Emphasized very kallot "strongly" in Lesson One, you must forget your English rules of grammar to best learn Chahta. English enjoys over eighteen-thousand grammar rules, Chahta, only a handful. I urge you to falamat ia "go back" and review all lessons you have learned.
It is nana fehna "important" to remind yourself, frequently, you are learning Chahta according to old anumpa isht auchinchi "tradition" recorded back during the late Eighteen-Hundreds and early Nineteen-Hundreds. You are ak "not" learning modern Chahta of today's world. Chahta, as spoken today, is almost identical to traditional Chahta. There are minor differences but not so much you cannot communicate.
Do not fall into this isht hokli "trap" of modern day Chahta speakers, especially those using isht ikhananchi "the means of teaching" modern Chahta, who will claim you are speaking wrongly; you are not! Neither old Chahta nor new Chahta are wrong. However, you are learning and developing a significantly more vast Chahta vocabulary. You are learning thousands of words and phrases so rarely use today. You are learning Chahta spoken before automobiles, aeroliners, rocket ships, computers, radio, and World Wars.
Recently, I was referred to as a "...born again white Indian...." by a modern day Chahta speaker, which resulted from a single letter difference in spelling of a Chahta anumpa "word" which is so silly! Please do avoid disagreement. Please work at learning basic old fashion Chahta, then move on to modern day Chahta. However, always show respect for tradition. If you do not respect tradition, you will never truly learn to speak Chahta, nor truly come to understand American Indian philosophy. It is not enough to speak Chahta. You must become Chahta to appreciate and understand our Chahta language.

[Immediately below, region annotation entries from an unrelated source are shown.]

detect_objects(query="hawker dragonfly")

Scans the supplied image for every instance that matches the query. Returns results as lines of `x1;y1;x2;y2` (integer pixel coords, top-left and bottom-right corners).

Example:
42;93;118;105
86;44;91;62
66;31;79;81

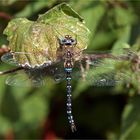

Conversational Chahta! This page will provide a achukma "good" introduction to very basic phrases used frequently. Ahnit akostininchi "remember" to toss out your English rules of grammar! Chahta ahnit akostininchi phrases are arranged differently, for the most part. Noun first, followed by adjectives, then verbs and adverbs, with modifiers sprinkled in. Chahta is logical! English is not!
"Chahta ahnit akostininchi" = Choctaw to remember = Remember Choctaw. You see? Noun followed by a verb.
If you do not have your copy of "A Dictionary Of The Choctaw Language" by Cyrus Byington, right now is good time to buy one; you will need the dictionary for all following lessons. Buy a copy, NOW.
If a vowel is underlined, what are you to do? Review Lesson One, darn it!
Common Basic Greetings
Halito - Hello.
Chim achukma? - Are you well?
A, chishnato - Yes, and you?
A, um achukmah akinlih - Yes, I am well too.
Achukma hoke - I am fine. (OR) It is good.
Chi hohchifo nanta? - What is your name?
Sa hohchifo ut (your name) - My name is (your name).
Yakoke - Thank you.
Ant chukoa - Come in.
Minti - Come here.
Kucha - Go out.
Binili (OR) Bininili - Sit down.
Hikia - Stand up.
Sa yoshoba - I am lost.
Ak Akostinincho - I do not understand.
Akostininchi li - I understand.
Salaha hosh anumpoli - Please speak slowly.
Miha moma - Please say again.
Chahta iskitini anumpuli li - I speak a little Choctaw.
Chahta imanumpa ish anumpola hinla ho? - Do you speak Choctaw?
It is nana fehna you memorize well all words and phrases in this lesson before you move to my next lesson. A achukma way to practice and learn, in absence of a friend to help you, is to practice in front of a mirror; talk to yourself!
Those anumpa nana fehna and achukma have both been used previously many times. I expect you to know the interpretations!
Ahni "notice" I am using increasing numbers of Chahta anumpa in my lessons' explanations. I am using Chahta anumpa you should now know. For anumpa you should know, I am not providing interpretations as I did for "notice" just previous. I expect you to know many basic anumpa by now.
Do not proceed until you have reviewed Lesson One many times and have committed to memory all words and phrases presented on this page and previous pages. You will not be able to keep up if you do not! Eventually, you will be reading mostly Chahta anumpa in my lessons, and very little Ikilish imanumpa!